Издалека донёсся ещё один звук – тягучий, испуганный рёв. «Дракон» хлопнул крыльями, набирая высоту. Развернулся в воздухе, сложил крылья, ушёл в вираж. Эрвин проследил взглядом полет и увидел на воде – слева от них – знакомую длинную шею. Морской змей ревел, подняв голову, словно предупреждая своих об опасности. Теперь тварь пикировала на него, разинув клыкастую пасть. Бились о ветер, трепетали огромные крылья.
– Должно быть, знакомая добыча, – мельком подумал Эрвин, кладя бэху в крутой разворот. Руль на борт, нога – в пол, до отказа, ревущая стена чёрной воды – в небо, почти перпендикулярно борту. ДаКоста шатнулся и закричал. Эрвин в полете поймал его за шиворот свободной рукой, подхватил, толкнул к пулемёту. Лихорадочно защёлкал затвор. В небе – россыпь оранжевых, ярких огней. Трассера. Короткая, патронов на семь, очередь. ДаКоста понял все правильно. Крылатая тварь, получив росчерк бронебойного в морду, обиженно взвыла и полетела прочь – жаловаться на слишком наглых людей. Морской змей поднял голову, рявкнул ей вслед. ДаКоста рассмеялся и отправил ещё пакет в полет – прямо в треугольную пасть.
– Прикормили зверя – теперь вроде как наш. Флотский. Кушай, Чарли, – смеясь, проговорил матрос, отправляя третий пакет вслед за предыдущими. Новокрещенный Чарли довольно урчал, кивая им вслед любопытной донельзя мордой. Бэху качнуло, в колеса ткнулся песок. Эрвин дал газ. Над головами – скалистый, до неба кряж. Короткий щелчок, потом рёв. Машина качнулась, зарываясь колёсами в грунт противоположного берега.
– Доплыли, – выдохнул ДаКоста, оглядываясь и по-собачьи тряся головой. Брызги летели с черных волос, курчавых и блестящих от морской соли. Ровно урчал движок. Шумел тёмный лес – на скалах, вверху, над головами людей, касал ветвями, сыпал сверху на воду зелёные листья. Эрвин привстал, огляделся и погнал машину по узкому пляжу вперёд, ища место, где можно подняться на скалы. Прибой набегал, струи воды качали машину, били в борт, пенясь и закручивая меж колес узлы и спирали водоворотов.
Переключатся с колес на воду пришлось ещё дважды – огибали длинные, торчащие в море каменные мысы.

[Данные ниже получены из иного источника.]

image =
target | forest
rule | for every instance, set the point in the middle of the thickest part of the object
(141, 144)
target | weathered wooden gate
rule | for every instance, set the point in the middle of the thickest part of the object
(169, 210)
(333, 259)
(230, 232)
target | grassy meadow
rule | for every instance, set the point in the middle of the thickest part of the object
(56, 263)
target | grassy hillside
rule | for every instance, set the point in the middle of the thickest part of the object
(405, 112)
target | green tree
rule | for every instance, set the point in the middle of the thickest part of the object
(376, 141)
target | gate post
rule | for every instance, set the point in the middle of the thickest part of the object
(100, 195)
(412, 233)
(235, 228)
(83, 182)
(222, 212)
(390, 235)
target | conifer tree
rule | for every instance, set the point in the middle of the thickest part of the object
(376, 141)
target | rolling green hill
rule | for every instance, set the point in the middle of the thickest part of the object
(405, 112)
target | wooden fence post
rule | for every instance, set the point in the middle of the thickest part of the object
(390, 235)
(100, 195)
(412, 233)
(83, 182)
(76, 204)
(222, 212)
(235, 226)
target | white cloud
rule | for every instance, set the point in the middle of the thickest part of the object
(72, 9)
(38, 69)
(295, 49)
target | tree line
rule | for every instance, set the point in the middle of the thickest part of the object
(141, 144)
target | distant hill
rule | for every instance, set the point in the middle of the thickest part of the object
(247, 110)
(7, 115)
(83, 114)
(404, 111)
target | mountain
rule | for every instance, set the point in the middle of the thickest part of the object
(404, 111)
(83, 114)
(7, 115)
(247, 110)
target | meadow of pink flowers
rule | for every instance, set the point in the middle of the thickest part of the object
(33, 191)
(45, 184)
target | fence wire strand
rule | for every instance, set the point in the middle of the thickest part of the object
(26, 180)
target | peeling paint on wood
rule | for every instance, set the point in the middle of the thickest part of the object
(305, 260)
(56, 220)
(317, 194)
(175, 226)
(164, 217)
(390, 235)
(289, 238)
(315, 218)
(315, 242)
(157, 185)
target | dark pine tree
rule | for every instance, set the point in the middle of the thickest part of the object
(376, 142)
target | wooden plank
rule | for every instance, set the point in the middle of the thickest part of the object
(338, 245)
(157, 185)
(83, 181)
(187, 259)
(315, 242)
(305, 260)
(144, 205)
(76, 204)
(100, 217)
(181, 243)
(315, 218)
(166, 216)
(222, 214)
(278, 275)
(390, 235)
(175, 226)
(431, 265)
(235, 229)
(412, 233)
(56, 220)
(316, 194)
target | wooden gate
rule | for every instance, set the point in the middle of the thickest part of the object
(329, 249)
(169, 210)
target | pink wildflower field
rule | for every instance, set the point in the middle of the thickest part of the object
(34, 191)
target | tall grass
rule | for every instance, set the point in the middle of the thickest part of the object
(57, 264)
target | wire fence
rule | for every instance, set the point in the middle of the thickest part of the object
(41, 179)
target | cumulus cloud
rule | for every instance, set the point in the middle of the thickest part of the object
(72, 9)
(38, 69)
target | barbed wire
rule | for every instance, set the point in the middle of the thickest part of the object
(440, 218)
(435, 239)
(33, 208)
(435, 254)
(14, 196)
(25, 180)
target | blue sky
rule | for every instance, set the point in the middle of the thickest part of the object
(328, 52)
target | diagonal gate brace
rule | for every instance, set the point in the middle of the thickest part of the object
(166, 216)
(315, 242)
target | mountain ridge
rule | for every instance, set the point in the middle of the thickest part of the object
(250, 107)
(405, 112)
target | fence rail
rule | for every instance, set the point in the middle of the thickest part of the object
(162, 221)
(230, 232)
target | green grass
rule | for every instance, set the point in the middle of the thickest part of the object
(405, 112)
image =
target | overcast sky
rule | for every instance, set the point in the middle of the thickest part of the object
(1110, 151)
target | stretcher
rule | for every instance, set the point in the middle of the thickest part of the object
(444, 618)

Хитрая прибрежная волна налетала, казалось, со всех сторон, обдавая борта потоками терпкой, солёной влаги. Скалы над головой – массивные серые валуны, охра и камедь гранита, в трещинах – зелёные деревья и потоки воды. За третьим мысом – широкий пляж и промоина. Разрыв в гранитной стене, вроде ущелья или русла реки. Узкий, заросший, но лучше, чем ничего. Эрвин, щуря глаз, примерил высоту, воткнул первую и повёл тяжёлую машину вверх, под рев, птичий гам и шорох вылетающей из-под колес гальки. Ровно урчал мотор. Ломались под бампером стволы – не то деревьев, не то грибов, не поймёшь, высокие, коленчатые, пустотелые. Без листвы, лишь моток сухих, серых жгутов на макушке. Когда очередное дерево падало – резко, с сухим щелчком – с вершины сыпались дождём мелкие белые споры. На парашютах, как земные одуванчики. Исполинские белые одуванчики, клубились и били метелью в лобовое стекло. А потом земля перед глазами мотнулась вверх, вниз, опять вверх. За стеклом – синева неба, охра и зелень земли. Взревел мотор, бэха перевалила кряж и вышла на ровное место.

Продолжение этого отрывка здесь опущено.